I waved to Matt through the booth window. He hit the switch. The On-Air sign dimmed and the show's theme song, CCR's "Bad Moon Rising," played. Not the usual synthesized goth fare one might expect with a show like this. I picked the song for its grittiness, and the joy with which it seemed to face impending doom.
I pulled off my headphones and pushed the microphone away. If I'd gotten tired of this, as I expected I would during the first six months, quitting would be easy. But I liked it. I still liked it. I hated making T.J. angry, though. Not in the same way I hated making Carl angry. But still. If they were both pissed off at me, what could I do? I didn't want to give up something that I was proud of, like I was proud of the show. I hated them for making me this stressed out about it.
A werewolf pack was the most codependent group of beings in existence.
"You okay in there?" Matt said. His dark hair was just long enough to tie in a ponytail, and he was a few days late shaving. Anywhere but here he'd have looked disreputable. Behind the control board, he looked right at home.

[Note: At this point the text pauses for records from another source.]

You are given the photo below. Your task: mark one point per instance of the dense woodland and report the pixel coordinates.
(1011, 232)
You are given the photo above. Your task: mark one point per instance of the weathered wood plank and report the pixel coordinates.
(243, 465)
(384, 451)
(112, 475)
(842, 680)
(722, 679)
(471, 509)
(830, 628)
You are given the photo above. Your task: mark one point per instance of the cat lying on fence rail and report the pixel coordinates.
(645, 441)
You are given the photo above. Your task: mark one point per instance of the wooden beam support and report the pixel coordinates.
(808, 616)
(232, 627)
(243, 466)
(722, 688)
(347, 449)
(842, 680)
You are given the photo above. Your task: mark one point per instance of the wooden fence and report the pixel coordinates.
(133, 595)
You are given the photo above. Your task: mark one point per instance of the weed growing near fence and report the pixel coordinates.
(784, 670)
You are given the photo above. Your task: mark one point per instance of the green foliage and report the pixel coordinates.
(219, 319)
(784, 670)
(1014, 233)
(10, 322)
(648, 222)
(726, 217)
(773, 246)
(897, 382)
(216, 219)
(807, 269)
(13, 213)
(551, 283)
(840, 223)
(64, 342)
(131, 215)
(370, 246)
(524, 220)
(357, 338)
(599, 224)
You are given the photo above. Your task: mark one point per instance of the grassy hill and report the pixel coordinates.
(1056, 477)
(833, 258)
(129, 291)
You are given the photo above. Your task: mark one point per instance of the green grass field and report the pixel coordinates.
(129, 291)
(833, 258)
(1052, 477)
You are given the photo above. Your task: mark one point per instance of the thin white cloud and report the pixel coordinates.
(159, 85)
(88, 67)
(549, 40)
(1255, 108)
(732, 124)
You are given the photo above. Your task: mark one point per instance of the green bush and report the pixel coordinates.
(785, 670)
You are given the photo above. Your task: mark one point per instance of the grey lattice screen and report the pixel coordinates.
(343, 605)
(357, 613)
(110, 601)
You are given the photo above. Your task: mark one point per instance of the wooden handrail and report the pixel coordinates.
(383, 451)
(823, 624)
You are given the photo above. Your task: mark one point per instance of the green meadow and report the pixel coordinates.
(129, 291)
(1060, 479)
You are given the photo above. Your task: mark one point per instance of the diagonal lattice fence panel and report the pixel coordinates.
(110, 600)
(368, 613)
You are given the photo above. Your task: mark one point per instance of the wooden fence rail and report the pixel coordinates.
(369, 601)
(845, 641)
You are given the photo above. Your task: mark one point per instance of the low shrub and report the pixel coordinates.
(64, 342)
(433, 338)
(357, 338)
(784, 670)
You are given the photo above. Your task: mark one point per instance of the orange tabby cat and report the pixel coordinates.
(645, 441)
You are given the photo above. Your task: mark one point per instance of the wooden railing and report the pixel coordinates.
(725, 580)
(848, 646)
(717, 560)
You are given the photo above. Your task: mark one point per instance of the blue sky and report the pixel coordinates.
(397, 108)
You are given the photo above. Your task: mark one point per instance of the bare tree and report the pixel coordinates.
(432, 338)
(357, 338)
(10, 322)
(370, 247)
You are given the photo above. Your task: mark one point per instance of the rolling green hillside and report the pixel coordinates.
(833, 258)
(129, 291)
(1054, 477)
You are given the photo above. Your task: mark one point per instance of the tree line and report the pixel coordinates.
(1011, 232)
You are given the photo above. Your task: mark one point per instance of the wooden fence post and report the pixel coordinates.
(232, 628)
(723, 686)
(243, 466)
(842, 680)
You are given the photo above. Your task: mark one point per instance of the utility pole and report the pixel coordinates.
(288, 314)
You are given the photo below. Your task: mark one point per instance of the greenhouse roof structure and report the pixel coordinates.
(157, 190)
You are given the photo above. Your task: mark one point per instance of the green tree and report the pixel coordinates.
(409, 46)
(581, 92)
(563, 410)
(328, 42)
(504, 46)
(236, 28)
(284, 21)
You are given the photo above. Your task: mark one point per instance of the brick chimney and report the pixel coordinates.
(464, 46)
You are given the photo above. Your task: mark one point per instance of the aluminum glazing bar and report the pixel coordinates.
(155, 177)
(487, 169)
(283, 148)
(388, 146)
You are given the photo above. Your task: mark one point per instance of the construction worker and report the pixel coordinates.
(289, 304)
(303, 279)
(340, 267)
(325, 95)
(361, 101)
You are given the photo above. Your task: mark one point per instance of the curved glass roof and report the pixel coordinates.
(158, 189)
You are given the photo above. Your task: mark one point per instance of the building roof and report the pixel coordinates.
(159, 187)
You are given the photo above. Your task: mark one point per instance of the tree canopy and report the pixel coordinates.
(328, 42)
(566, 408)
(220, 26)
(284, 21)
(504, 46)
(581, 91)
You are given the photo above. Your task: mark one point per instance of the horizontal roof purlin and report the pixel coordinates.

I had my elbows propped on the desk and was rubbing my temples. I'd been losing sleep. My head hurt. Whine.
"Yeah," I said, straightening and taking a big swallow of coffee. I'd have time enough to stress myself into an ulcer later.

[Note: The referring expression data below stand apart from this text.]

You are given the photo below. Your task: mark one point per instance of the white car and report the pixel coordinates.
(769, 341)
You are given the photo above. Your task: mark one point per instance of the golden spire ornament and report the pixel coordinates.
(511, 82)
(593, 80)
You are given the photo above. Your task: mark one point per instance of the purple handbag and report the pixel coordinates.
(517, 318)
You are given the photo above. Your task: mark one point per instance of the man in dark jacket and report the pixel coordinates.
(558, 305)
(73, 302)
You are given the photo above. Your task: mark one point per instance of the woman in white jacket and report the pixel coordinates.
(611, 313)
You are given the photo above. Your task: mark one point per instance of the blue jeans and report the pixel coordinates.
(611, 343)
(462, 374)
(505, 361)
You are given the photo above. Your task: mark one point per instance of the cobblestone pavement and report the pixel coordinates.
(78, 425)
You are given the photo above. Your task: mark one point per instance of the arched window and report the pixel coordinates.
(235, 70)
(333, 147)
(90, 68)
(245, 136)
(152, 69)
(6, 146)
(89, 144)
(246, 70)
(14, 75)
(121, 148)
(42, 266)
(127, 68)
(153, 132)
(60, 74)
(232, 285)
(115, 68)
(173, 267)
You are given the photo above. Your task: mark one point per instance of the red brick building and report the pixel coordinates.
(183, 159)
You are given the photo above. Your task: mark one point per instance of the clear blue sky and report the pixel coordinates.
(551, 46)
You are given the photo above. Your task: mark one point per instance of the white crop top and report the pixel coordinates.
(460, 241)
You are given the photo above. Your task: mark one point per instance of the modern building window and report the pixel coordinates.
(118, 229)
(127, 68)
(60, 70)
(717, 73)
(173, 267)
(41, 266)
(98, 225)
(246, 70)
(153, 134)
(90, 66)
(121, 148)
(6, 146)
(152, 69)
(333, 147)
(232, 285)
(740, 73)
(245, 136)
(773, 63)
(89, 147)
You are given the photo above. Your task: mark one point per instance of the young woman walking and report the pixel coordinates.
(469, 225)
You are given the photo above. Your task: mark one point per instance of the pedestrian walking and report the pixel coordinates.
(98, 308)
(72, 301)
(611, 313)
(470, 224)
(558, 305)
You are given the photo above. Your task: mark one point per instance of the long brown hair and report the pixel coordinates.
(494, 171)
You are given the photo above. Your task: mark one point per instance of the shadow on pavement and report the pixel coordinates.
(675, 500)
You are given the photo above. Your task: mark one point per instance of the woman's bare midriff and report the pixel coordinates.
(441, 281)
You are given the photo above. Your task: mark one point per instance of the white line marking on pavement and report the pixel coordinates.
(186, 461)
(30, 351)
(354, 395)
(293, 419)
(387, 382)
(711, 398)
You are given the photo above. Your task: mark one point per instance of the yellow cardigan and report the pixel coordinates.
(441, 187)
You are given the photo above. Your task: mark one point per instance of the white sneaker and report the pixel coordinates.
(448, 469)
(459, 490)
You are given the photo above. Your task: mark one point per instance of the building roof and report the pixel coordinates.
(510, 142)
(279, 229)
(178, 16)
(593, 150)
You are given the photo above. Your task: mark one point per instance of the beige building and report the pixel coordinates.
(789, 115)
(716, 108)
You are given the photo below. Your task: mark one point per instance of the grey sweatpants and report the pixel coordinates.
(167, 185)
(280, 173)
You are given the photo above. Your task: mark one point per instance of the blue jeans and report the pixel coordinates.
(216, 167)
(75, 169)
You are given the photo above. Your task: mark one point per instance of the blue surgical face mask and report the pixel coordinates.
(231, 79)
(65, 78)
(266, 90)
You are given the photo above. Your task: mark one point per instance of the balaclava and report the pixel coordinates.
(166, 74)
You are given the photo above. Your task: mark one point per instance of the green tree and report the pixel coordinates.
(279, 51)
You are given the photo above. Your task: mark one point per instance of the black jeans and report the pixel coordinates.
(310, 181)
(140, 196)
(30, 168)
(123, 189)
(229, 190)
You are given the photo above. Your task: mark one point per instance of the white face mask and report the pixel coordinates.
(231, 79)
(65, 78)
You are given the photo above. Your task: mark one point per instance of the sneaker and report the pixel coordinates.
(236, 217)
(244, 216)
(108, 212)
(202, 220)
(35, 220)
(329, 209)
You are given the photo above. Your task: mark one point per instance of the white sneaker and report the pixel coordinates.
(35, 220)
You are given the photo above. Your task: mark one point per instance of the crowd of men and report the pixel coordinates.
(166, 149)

Could werewolves get ulcers?
The two-minute break ended. Matt counted fingers down through the window. The On-Air sign lit, the lights on my caller board lit. Headphones on, phone line punched.
"Welcome back to The Midnight Hour. We have Sarah from Sioux City on the line."
The woman was in tears. She fought not to cry, a losing battle. "Kitty?"
"Hi, Sarah," I said soothingly, bracing myself for the onslaught. "What do you need to talk about?"
"My husband," she said after a shuddering breath. "I caught him last week. I mean, I spied on him." She paused, and I let her collect herself before prompting her.